[personal profile] beanside
My election anxiety is ramping up. I feel like I'm a step away from a panic attack constantly. At least one of the stores in our local strip mall have boarded up their windows. I don't know whether they really are expecting problems, or if it's a mandate from corporate. It is not helping my feelings. I'm afraid, and I can't do anything about it. I don't like feeling helpless. I've done what I can to prepare, but it doesn't feel like enough.

We live in the suburbs, so it's less likely that any riots will happen here, but who knows? It's just all too much. People are such assholes lately. I know they probably had this kind of assholery, but the Cheeto has emboldened them to act out, and that's scary. We didn't put up a political sign because we were worried about retaliation. Our neighborhood skews towards Trump, judging from the signs.

I still can't let myself hope. Deep down, I'm still assuming that the asshole will win. If I'm wrong, I'll be thrilled, but I just can't let myself think it.

It's been getting down to the mid-thirties at night, and fuck it is cold in this house. We have space heaters to make it bearable, but it still really, really sucks. They better get that inspection on the books soon. It's annoying, because we have all new appliances (except for the stove and oven), and that's worth absolutely nothing. I want a hot shower, dammit. And not the camp shower, which is how we've been doing it. It's a little marvel of engineering, with a rechargeable battery, and then you submerse the pump and voila, water. It means heating up a copious amount of water in the electric kettle, and is generally a pain in the ass. But, it's nice being clean.

I'll admit, I've slacked off on the personal hygiene thing during the pandemic. As long as I don't smell bad, sometimes, I'll just wash my hair and do a sink bath with cold water. My hair generally gets brushed after I shower, and maybe before we go out on the weekend to get food, or whatever. It's at an unmanageable length, but I just haven't quite wanted to go to a stylist. Add that to not eating at a restaurant for things I'm just not ready for yet. If I'd known that the Greek place we had our last pre-pandemic meal was it for at least a year, I probably would have gone to Fogo de Chao instead. (I've been craving their roasted garlic on the market table.) The Greek place is really good, and we had the flambe cheese that's so good, so it's not like it was a bad last meal out.

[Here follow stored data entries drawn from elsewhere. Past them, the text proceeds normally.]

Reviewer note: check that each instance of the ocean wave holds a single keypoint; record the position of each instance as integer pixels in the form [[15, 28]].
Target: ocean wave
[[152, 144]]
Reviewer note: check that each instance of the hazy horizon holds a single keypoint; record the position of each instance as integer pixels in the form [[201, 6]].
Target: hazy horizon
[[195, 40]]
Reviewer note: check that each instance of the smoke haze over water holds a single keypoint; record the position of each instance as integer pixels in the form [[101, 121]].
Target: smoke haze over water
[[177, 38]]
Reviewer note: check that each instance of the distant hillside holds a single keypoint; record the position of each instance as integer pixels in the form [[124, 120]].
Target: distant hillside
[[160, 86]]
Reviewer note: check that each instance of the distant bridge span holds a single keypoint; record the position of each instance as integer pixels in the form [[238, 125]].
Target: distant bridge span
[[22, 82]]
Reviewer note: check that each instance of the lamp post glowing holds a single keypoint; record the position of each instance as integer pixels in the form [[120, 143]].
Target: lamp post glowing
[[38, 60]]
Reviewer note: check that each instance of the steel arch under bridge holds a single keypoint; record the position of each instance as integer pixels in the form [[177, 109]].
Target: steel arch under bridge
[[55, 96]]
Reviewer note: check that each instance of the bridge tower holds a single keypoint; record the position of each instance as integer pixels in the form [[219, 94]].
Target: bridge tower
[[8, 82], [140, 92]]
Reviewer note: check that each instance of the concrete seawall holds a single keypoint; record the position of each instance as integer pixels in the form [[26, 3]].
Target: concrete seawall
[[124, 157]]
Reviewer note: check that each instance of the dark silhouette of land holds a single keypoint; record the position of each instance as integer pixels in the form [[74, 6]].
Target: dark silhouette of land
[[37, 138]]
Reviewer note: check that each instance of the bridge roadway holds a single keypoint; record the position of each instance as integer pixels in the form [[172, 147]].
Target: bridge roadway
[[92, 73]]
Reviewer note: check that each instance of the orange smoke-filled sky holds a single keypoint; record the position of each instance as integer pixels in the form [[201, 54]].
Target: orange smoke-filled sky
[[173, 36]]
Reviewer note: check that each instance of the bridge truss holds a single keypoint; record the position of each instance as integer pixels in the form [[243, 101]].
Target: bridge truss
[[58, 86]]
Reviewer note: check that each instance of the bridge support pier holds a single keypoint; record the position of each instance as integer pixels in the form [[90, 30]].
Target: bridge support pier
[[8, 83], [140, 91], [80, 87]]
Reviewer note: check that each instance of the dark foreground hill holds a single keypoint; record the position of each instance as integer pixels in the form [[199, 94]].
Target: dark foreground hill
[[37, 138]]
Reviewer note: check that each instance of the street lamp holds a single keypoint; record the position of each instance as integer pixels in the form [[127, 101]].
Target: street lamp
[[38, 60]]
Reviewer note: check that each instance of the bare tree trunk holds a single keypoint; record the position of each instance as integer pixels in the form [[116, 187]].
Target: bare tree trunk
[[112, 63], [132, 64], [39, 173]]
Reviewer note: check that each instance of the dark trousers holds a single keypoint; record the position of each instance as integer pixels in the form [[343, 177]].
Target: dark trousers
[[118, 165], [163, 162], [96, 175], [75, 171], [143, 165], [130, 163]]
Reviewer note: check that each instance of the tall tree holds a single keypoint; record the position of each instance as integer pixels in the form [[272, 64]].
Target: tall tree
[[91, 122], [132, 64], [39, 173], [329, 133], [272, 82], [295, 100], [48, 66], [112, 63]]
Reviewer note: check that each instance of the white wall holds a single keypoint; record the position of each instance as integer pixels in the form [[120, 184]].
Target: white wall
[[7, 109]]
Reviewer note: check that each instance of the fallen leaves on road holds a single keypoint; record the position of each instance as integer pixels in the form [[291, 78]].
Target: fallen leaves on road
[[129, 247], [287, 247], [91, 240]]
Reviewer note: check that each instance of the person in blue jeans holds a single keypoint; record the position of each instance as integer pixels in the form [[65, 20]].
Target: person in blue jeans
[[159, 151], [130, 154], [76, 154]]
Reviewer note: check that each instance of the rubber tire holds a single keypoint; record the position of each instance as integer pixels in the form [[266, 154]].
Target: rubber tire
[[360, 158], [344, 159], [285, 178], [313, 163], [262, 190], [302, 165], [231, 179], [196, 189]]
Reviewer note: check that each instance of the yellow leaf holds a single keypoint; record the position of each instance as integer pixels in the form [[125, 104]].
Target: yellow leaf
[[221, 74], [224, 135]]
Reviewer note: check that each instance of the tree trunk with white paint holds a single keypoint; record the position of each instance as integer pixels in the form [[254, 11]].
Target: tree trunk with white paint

Date: 2020-11-02 12:59 pm (UTC)
epeeblade: (Default)
From: [personal profile] epeeblade
I'm feeling the same - one step away from a panic attack: heart racing, blood pressure soaring. I live in a huge MAGA town and it's awful. I am planning on going no media tomorrow for my sanity. In 2016 my blood pressure shot up a ridiculous amount.

Date: 2020-11-02 04:47 pm (UTC)
dine: (hedgeflower)
From: [personal profile] dine
these are awful, scary times - and one can't indulge in hope, because that way lies despair if the Cheeto somehow taes it. and even if he doesn't, there will be all sorts of issues yet to come; the resultant legal (and potentially physically violent) ruckus will possibly drag on for weeks/months

you're not the only one slacking on the personal hygiene front - as long as you're not offending people, it's ok not to shower every day, especially while you're unable to really luxuriate in hot water. may the inspection happen soon, so you can heat the place and enjoy a nice, long shower!

Date: 2020-11-03 01:47 am (UTC)
anutty1: (Default)
From: [personal profile] anutty1
It's hard to get away from the anxiety, isn't it? I've been trying to just skim the news and I do not plan to watch news all day tomorrow, just a bit in the evening, then I'm going to cut it off, and read Shirley Jackson's 'We Have Always Lived in the Castle.' I don't know if this will be easy for you, but if you can, I recommend not having an eagle eye on the news tomorrow and possibly doing something that you enjoy/brings you peace. Good luck and I will see you on the other side!

Date: 2020-11-03 02:55 am (UTC)
linderhill: (Default)
From: [personal profile] linderhill
I understand your anxiety completely. I work for the federal gov't and work in downtown DC (when I'm assigned to go in). I've pretty much despised that man since I was a teenager living in NJ. It still boggles my mind that people actually believe that he's done anything good, for the economy or anyone besides himself. I have relatives (my family has always been conservative (but not to the extent that the current party has gone lately -- completely wacko) that are pro Trump but my immediate family, luckily feel the same as I for once. I'm also thankful that Virginia does not require us to register with a political party.